Separation and fluorescence observation of chloroplasts
Separation and fluorescence observation of chloroplasts
Tissue homogenization followed by suspension in isotonic media for differential centrifugation is a common method for separating organelles. The settling rate of a particle in a centrifugal field depends on the size, shape, density, centrifugal force and medium viscosity of the particle. In the same centrifugal field, particles with different densities and sizes settle at different rates during the same time. Sequentially increase the centrifugal force and centrifugation time, can make the non-homogeneous suspension of particles according to its size, density successive batch settlement at the bottom of the centrifuge tube, so that a variety of sub-cellular components can be collected in batches.
Operation method
isotonic method
Principle
Tissue homogenization followed by suspension in isotonic media for differential centrifugation is a common method for separating organelles. The settling rate of a particle in a centrifugal field depends on the size, shape, density, centrifugal force, and medium viscosity of the particle. In the same centrifugal field, particles of different densities and sizes settle at different rates at the same time. Sequentially increase the centrifugal force and centrifugation time, can make the non-homogeneous suspension of particles according to its size, density successive batch settlement in the bottom of the centrifuge tube, so that can be collected in batches of various sub-cellular components.
Materials and Instruments
Fresh spinach Move I. Experimental steps For more product details, please visit Aladdin Scientific website.
Sodium chloride
Centrifuge Tissue masher Microscope Balance Centrifuge tube Gauze Beaker Measuring cylinder Dropper Slide, coverslip
1. Select fresh young spinach leaves, wash and dry them, remove the leaf stalks and thick veins, weigh 30 g in 150 ml of 0.35 mol/L NaCI solution, and load them into a tissue masher.2. Homogenize for 3-5 min at low speed (5,000 r/min) using a tissue masher.3. Strain the homogenate through 6 layers of gauze into a 500 ml beaker.4. 4 ml of the filtrate was centrifuged at 1,000 r/min for 2 min and the precipitate was discarded.5. Centrifuge the supernatant at 3,000 r/min for 5 min, discard the supernatant, and the precipitate is chloroplasts (mixed with part of the new cell).6. The precipitate was suspended in 0.35 mol/L NaCI solution.7. Take a drop of chloroplast suspension on a slide, cover the slide and observe it under a normal light microscope and a fluorescence microscope.(1) Observed under an ordinary light microscope.
(2) Observed under a fluorescence microscope.
(3) Take a drop of chloroplast suspension on a non-fluorescent carrier, then add a drop of 0.01% acridine orange fluorescent dye, add a non-fluorescent cover slip that can be observed under a fluorescence microscope.Spinach leaves were sliced by hand for observation with a whisker cutter, fresh young spinach was cut on a slant and placed on a carrier plate, 1~2 drops of 0.35 mol/L NaCI solution was added, the plate was covered with a cover sheet and then pressed gently, and was placed under a microscope for observation.(1) Observed under an ordinary light microscope.

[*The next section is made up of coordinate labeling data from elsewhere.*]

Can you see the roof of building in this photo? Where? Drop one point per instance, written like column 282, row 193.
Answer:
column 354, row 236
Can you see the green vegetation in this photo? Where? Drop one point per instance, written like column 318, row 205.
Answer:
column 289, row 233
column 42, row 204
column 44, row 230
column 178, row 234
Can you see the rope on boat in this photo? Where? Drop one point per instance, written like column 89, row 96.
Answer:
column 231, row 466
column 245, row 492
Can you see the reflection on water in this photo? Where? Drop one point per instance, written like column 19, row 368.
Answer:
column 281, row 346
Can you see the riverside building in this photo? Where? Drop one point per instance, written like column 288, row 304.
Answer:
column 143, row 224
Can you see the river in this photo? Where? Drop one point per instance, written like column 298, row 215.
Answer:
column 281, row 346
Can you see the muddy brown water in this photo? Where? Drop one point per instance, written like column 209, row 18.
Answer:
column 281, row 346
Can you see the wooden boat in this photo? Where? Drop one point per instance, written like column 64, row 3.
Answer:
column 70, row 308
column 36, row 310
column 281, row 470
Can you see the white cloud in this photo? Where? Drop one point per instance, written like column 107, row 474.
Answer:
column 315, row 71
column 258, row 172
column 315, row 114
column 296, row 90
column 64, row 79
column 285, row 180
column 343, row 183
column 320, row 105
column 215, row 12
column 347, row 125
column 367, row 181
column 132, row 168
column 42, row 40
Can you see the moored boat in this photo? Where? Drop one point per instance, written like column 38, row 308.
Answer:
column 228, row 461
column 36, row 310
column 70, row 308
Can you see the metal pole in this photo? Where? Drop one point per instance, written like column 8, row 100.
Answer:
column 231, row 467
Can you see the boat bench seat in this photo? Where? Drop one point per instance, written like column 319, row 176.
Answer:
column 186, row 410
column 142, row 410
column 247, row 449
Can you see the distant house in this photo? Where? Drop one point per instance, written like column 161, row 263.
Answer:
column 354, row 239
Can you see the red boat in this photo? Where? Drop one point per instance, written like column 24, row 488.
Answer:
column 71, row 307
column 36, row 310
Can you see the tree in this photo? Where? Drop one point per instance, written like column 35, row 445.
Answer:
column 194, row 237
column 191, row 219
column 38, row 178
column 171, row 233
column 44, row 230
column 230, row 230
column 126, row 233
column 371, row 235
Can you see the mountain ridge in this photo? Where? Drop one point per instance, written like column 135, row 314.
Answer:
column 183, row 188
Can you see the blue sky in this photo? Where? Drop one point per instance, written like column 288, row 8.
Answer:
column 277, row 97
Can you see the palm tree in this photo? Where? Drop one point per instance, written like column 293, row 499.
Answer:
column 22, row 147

(2) Observed under a fluorescence microscope.
(3) Prepare the film in the same way, but add 1~2 drops of 0.01% acridine orange staining solution for 1 min, wash away the residual solution, and then cover the mounting with a cap for observation under a fluorescence microscope.II. Experimental results1. Isolation and observation of chloroplasts(1) Under an ordinary light microscope, the chloroplasts are seen to be green and olive shaped, and under high magnification the chloroplasts can be seen to contain small darker green particles, known as stromata, inside the chloroplasts.(2) In an Olympus fluorescence microscope, for example, chloroplasts emit fire-red fluorescence under the conditions of a B (blue) excitation filter, a B dichroic mirror, and an O530 (orange) blocking filter.(3) When acridine orange staining is added, chloroplasts fluoresce in orange, while the nuclei mixed with them fluoresce in green.2. Spinach leaf hand sliced for observation(1) Three types of cells can be seen under an ordinary light microscope①Surface cells: squamous cells with serrated edges.
(ii) Defense cells: pairs of kidney-shaped cells that constitute stomata.
(iii) Phloem cells: oblong and ellipsoidal cells arranged in rows of fenestrations.The chloroplasts are green and olive shaped, and the green basidia can also be seen under high magnification.(2) Under a fluorescence microscope, chloroplasts fluoresce a fiery red color, but their fluorescence intensity is weaker than that of free chloroplasts. The stomata fluoresce green, while the fire-red chloroplasts in the two guard cells are arranged in a circle around the stomata. There are fewer chloroplasts in the epidermal cells than in the chloroplasts.(3) After staining with acridine orange, the chloroplasts then fluoresce in a dead red color, the nucleus town fluoresces in green, and the stomata remain green.